5 Pathologie de la base du crâne
PATHOLOGIE DE L’ÉTAGE MOYEN DE LA BASE DU CRÂNE
Les lésions de l’angle pontocérébelleux (APC) peuvent être évaluées comme le montre le tableau 5.1, en fonction de leur signal (pondération T1/T2), de leur prise de contraste et de leurs aspects les plus fréquemment observés ou caractéristiques. Secondairement, en fonction la symptomatologie clinique, les diagnostics les plus probables peuvent être évoqués. Noter que le tableau 5.1 n’est pas exhaustif et que des variations de présentation sont possibles. Certaines des pathologies de l’APC seront discutées dans ce chapitre.
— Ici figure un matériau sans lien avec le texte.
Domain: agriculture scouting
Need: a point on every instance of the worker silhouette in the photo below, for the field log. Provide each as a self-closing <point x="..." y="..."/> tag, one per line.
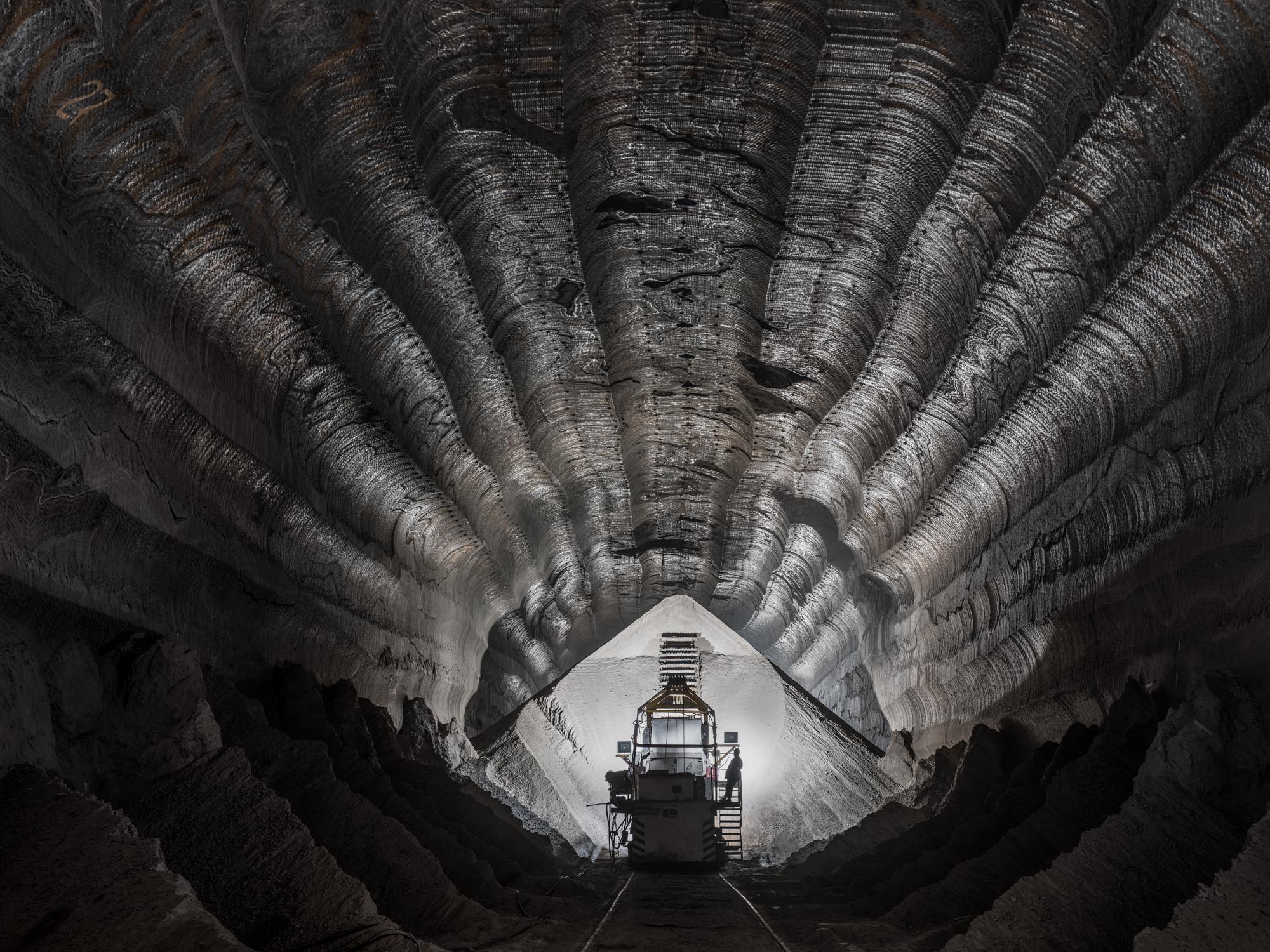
<point x="733" y="775"/>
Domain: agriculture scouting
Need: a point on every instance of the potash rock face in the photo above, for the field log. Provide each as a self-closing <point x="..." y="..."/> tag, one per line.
<point x="429" y="346"/>
<point x="365" y="369"/>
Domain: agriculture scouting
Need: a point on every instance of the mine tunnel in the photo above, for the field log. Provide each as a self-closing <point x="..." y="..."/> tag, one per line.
<point x="634" y="475"/>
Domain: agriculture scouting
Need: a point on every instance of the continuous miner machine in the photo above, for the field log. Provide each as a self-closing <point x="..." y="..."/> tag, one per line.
<point x="666" y="808"/>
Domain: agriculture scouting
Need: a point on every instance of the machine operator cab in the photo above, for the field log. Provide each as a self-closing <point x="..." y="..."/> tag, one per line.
<point x="665" y="807"/>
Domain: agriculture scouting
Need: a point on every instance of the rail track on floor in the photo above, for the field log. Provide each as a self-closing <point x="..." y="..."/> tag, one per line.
<point x="676" y="912"/>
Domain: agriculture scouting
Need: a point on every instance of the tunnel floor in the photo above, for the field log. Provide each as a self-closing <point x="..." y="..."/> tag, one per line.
<point x="675" y="912"/>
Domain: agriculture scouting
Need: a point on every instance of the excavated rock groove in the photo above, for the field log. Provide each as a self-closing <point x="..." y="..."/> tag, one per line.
<point x="1078" y="798"/>
<point x="1206" y="775"/>
<point x="459" y="865"/>
<point x="252" y="863"/>
<point x="1234" y="913"/>
<point x="76" y="876"/>
<point x="885" y="824"/>
<point x="388" y="365"/>
<point x="403" y="879"/>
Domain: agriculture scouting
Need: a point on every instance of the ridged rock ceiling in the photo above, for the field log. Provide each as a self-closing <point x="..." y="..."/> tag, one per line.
<point x="429" y="345"/>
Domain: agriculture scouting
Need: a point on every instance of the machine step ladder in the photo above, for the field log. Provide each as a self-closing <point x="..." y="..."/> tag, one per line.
<point x="728" y="818"/>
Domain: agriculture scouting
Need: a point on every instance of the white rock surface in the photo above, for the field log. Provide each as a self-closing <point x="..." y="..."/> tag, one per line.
<point x="807" y="774"/>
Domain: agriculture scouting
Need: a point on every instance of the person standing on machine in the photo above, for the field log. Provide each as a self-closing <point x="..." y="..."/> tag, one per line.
<point x="733" y="775"/>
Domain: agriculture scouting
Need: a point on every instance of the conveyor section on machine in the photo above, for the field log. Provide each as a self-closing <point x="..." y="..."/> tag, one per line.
<point x="665" y="807"/>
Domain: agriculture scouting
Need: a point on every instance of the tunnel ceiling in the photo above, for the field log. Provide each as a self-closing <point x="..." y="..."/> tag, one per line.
<point x="429" y="345"/>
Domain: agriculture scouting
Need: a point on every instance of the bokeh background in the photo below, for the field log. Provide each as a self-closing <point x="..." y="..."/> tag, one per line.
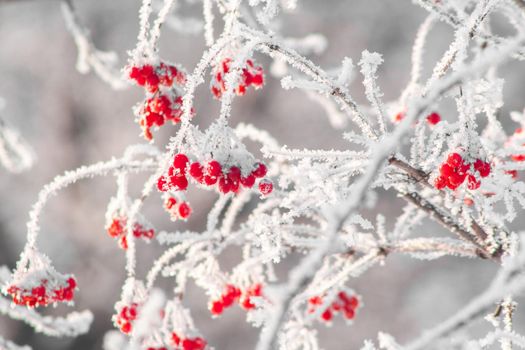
<point x="72" y="119"/>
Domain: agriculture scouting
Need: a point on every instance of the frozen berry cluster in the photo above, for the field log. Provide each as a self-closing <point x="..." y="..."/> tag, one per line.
<point x="432" y="119"/>
<point x="43" y="295"/>
<point x="252" y="75"/>
<point x="125" y="317"/>
<point x="344" y="303"/>
<point x="177" y="209"/>
<point x="117" y="229"/>
<point x="232" y="295"/>
<point x="212" y="174"/>
<point x="151" y="77"/>
<point x="196" y="343"/>
<point x="455" y="170"/>
<point x="161" y="104"/>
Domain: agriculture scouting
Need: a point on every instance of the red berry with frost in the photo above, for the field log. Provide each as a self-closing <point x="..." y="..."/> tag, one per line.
<point x="179" y="181"/>
<point x="433" y="118"/>
<point x="482" y="167"/>
<point x="216" y="307"/>
<point x="265" y="187"/>
<point x="327" y="315"/>
<point x="180" y="161"/>
<point x="260" y="170"/>
<point x="454" y="160"/>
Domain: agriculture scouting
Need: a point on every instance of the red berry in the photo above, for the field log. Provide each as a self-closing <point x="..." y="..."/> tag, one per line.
<point x="446" y="170"/>
<point x="353" y="302"/>
<point x="216" y="307"/>
<point x="180" y="161"/>
<point x="179" y="181"/>
<point x="454" y="160"/>
<point x="260" y="170"/>
<point x="349" y="314"/>
<point x="265" y="187"/>
<point x="327" y="315"/>
<point x="482" y="167"/>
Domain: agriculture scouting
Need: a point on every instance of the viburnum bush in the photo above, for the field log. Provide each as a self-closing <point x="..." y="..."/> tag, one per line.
<point x="458" y="169"/>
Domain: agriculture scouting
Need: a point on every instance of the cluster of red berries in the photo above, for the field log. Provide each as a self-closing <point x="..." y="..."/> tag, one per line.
<point x="177" y="210"/>
<point x="345" y="304"/>
<point x="196" y="343"/>
<point x="151" y="77"/>
<point x="251" y="76"/>
<point x="125" y="317"/>
<point x="432" y="119"/>
<point x="455" y="170"/>
<point x="212" y="174"/>
<point x="117" y="229"/>
<point x="162" y="106"/>
<point x="233" y="294"/>
<point x="158" y="110"/>
<point x="42" y="295"/>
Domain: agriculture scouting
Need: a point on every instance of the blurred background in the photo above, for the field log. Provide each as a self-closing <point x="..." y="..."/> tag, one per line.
<point x="72" y="119"/>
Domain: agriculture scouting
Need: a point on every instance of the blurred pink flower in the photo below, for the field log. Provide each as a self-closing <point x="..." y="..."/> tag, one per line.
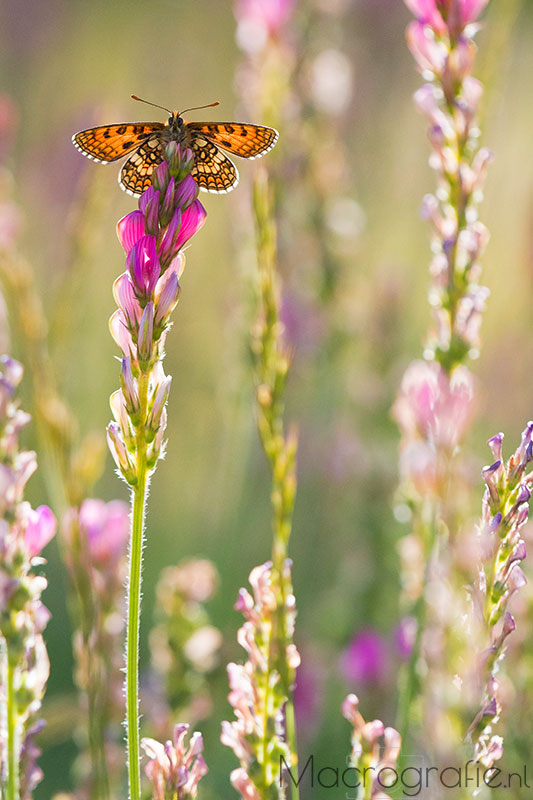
<point x="426" y="11"/>
<point x="471" y="9"/>
<point x="106" y="526"/>
<point x="432" y="406"/>
<point x="175" y="769"/>
<point x="40" y="529"/>
<point x="271" y="14"/>
<point x="365" y="660"/>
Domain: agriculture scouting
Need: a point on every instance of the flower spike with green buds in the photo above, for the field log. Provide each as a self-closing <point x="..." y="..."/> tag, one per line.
<point x="146" y="293"/>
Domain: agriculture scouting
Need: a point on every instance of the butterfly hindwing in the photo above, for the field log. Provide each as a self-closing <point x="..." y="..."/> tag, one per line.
<point x="213" y="171"/>
<point x="136" y="174"/>
<point x="110" y="142"/>
<point x="240" y="138"/>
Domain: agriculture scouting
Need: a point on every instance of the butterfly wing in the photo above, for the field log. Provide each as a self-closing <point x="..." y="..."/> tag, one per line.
<point x="240" y="138"/>
<point x="110" y="142"/>
<point x="136" y="174"/>
<point x="213" y="171"/>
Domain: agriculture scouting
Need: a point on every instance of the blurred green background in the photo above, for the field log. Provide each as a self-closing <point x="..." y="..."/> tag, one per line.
<point x="69" y="65"/>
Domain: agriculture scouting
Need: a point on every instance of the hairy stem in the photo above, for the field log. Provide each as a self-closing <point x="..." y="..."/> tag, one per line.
<point x="134" y="600"/>
<point x="13" y="745"/>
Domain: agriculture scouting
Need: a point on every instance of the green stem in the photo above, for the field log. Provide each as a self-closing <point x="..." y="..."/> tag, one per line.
<point x="13" y="746"/>
<point x="134" y="600"/>
<point x="419" y="613"/>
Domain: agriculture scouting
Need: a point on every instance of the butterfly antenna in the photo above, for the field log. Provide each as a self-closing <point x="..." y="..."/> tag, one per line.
<point x="148" y="103"/>
<point x="197" y="108"/>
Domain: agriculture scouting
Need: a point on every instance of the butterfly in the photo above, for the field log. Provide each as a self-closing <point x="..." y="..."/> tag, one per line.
<point x="213" y="171"/>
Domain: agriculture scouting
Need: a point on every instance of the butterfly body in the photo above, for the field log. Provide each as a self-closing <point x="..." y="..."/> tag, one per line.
<point x="145" y="143"/>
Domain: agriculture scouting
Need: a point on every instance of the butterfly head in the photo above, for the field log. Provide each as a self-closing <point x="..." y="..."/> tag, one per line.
<point x="175" y="121"/>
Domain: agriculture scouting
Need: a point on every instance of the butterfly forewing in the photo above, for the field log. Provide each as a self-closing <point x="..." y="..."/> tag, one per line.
<point x="213" y="171"/>
<point x="136" y="174"/>
<point x="110" y="142"/>
<point x="240" y="138"/>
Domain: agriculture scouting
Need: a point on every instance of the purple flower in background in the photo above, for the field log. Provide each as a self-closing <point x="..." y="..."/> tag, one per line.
<point x="24" y="665"/>
<point x="270" y="14"/>
<point x="107" y="528"/>
<point x="40" y="529"/>
<point x="365" y="660"/>
<point x="175" y="769"/>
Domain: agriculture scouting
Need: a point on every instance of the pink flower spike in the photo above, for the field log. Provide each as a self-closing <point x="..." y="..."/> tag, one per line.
<point x="118" y="327"/>
<point x="187" y="192"/>
<point x="144" y="267"/>
<point x="126" y="300"/>
<point x="429" y="53"/>
<point x="40" y="529"/>
<point x="130" y="229"/>
<point x="168" y="247"/>
<point x="192" y="220"/>
<point x="166" y="296"/>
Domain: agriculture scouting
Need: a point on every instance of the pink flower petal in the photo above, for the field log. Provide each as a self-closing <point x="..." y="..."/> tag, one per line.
<point x="40" y="529"/>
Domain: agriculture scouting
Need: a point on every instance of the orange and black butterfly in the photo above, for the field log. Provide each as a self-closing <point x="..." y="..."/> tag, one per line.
<point x="213" y="170"/>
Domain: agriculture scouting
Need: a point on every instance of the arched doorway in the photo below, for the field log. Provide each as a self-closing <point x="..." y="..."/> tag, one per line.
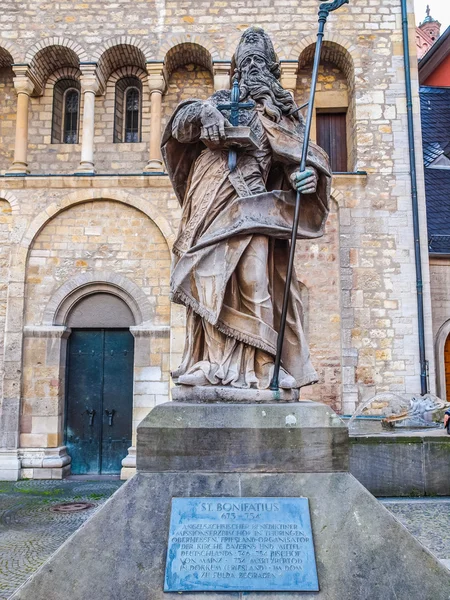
<point x="99" y="388"/>
<point x="447" y="366"/>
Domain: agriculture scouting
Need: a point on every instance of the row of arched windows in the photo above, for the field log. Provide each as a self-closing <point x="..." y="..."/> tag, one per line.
<point x="127" y="113"/>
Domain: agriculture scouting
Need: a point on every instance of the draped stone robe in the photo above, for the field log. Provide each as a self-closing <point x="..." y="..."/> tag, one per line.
<point x="231" y="253"/>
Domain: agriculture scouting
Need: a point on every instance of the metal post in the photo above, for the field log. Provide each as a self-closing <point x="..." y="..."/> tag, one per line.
<point x="415" y="202"/>
<point x="324" y="11"/>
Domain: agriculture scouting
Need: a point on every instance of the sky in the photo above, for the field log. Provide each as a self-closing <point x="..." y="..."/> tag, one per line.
<point x="440" y="10"/>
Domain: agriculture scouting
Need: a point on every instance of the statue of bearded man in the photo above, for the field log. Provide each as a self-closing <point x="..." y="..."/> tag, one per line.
<point x="231" y="253"/>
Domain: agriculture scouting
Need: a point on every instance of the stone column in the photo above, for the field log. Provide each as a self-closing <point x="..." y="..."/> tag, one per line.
<point x="89" y="87"/>
<point x="222" y="75"/>
<point x="24" y="87"/>
<point x="157" y="87"/>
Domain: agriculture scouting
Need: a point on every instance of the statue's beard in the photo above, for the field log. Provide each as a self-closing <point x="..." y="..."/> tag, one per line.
<point x="262" y="86"/>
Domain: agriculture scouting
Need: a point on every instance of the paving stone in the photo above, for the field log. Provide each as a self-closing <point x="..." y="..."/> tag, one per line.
<point x="30" y="532"/>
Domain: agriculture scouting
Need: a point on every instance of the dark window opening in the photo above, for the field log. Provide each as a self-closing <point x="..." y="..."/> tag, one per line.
<point x="132" y="115"/>
<point x="128" y="109"/>
<point x="72" y="102"/>
<point x="332" y="137"/>
<point x="66" y="111"/>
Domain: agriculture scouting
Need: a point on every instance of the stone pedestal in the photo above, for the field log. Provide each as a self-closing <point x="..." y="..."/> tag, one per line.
<point x="242" y="450"/>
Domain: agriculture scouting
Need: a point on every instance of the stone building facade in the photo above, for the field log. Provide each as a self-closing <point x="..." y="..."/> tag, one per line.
<point x="94" y="219"/>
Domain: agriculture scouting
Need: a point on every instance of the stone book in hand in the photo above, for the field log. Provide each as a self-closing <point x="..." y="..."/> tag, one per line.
<point x="236" y="138"/>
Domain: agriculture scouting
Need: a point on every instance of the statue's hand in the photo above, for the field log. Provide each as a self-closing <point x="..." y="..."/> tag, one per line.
<point x="305" y="181"/>
<point x="213" y="123"/>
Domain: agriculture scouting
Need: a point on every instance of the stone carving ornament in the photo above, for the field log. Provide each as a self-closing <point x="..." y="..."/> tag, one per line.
<point x="231" y="253"/>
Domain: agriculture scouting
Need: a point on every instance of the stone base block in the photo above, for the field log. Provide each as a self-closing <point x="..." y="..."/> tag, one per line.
<point x="127" y="473"/>
<point x="217" y="393"/>
<point x="402" y="464"/>
<point x="299" y="437"/>
<point x="362" y="551"/>
<point x="45" y="463"/>
<point x="9" y="465"/>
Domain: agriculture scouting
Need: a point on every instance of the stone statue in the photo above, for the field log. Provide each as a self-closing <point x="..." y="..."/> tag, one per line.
<point x="231" y="251"/>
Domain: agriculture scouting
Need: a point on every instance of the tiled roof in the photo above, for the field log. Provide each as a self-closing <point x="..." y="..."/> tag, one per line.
<point x="435" y="113"/>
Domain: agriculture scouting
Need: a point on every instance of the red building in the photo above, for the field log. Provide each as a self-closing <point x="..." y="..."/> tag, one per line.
<point x="434" y="67"/>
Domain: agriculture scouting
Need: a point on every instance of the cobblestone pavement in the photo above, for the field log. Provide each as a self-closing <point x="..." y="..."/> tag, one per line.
<point x="30" y="531"/>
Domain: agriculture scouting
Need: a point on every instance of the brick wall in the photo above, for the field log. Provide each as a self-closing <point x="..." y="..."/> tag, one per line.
<point x="8" y="101"/>
<point x="364" y="264"/>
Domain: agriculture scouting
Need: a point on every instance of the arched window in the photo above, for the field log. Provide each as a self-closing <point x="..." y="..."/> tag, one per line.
<point x="131" y="133"/>
<point x="127" y="114"/>
<point x="71" y="109"/>
<point x="66" y="112"/>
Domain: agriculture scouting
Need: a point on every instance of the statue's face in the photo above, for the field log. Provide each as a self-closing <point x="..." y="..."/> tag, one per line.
<point x="254" y="65"/>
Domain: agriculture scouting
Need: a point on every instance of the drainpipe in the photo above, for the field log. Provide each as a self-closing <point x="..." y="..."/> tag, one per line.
<point x="415" y="204"/>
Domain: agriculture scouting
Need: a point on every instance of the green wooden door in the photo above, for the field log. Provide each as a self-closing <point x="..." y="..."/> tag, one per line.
<point x="99" y="399"/>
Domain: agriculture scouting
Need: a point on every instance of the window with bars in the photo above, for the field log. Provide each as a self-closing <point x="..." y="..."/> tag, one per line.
<point x="127" y="113"/>
<point x="66" y="112"/>
<point x="332" y="137"/>
<point x="131" y="133"/>
<point x="71" y="109"/>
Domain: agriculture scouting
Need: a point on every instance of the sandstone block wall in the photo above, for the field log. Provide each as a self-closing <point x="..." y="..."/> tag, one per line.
<point x="359" y="280"/>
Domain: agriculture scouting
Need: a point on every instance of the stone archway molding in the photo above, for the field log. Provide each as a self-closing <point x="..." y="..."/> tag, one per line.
<point x="198" y="39"/>
<point x="441" y="338"/>
<point x="311" y="40"/>
<point x="93" y="282"/>
<point x="12" y="49"/>
<point x="11" y="199"/>
<point x="123" y="40"/>
<point x="81" y="196"/>
<point x="57" y="41"/>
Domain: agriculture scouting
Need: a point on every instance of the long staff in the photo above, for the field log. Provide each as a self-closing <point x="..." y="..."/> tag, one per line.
<point x="324" y="11"/>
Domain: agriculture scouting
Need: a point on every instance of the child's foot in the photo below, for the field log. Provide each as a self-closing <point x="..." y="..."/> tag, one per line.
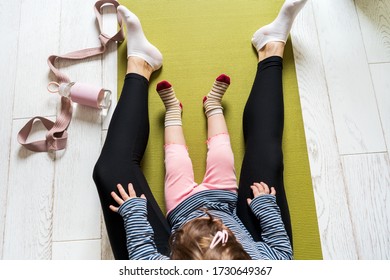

PSEUDO-TUMEURS DE L’APEX PÉTREUX
Diagnostic différentiel
Hémangiome, kyste à cholestérol (granulome), cholestéatome, kyste épidermoïde et lymphangiome.
Points à évaluer
Les pseudo-tumeurs de l’apex pétreux sont souvent découvertes de façon fortuite, en rapport avec des variantes anatomiques. Il est important de tenir compte de leur innocuité et de rassurer le patient.
Les hémangiomes présentent un aspect poivre et sel, bien qu’ils soient rares au niveau de l’apex pétreux.
Un kyste à cholestérol (granulome) est hyperintense en T2 du fait de la stase du mucus, et hyperintense en T1 du fait des transformations hémorragiques, avec de possibles prises de contraste et un aspect expansif.
Un cholestéatome apparaît moins brillant en T1.
Les kystes épidermoïdes sont hypointenses en T1 et hyperintenses en T2.
Fig. 5.1 a–c Patient avec acouphènes adressé par autre hôpital pour une masse de la région de l’apex pétreux droit.
SCHWANNOME DU MÉAT ACOUSTIQUE INTERNE
Diagnostic différentiel
Schwannome vestibulaire, schwannome du facial, tumeurs vasculaires, processus inflammatoires tels que méningite, névrite et gommes. Rarement : méningiome, lipome, métastases, lymphome.
Points à évaluer
Le schwannome vestibulaire est la plus fréquente pathologie (90 %) de cette région. La présentation clinique en facilite le diagnostic du fait des problèmes auditifs (cochléovestibulaires).
Des atteintes multiples des nerfs crâniens sont évocatrices de processus inflammatoires.
Un méningiome avec comme seule localisation et origine le méat acoustique interne est possible mais extrêmement rare ; ces tumeurs sont habituellement des lésions de l’APC qui s’étendent vers le méat. En cas de suspicion de lésion de l’APC, la réalisation d’une IRM est recommandée.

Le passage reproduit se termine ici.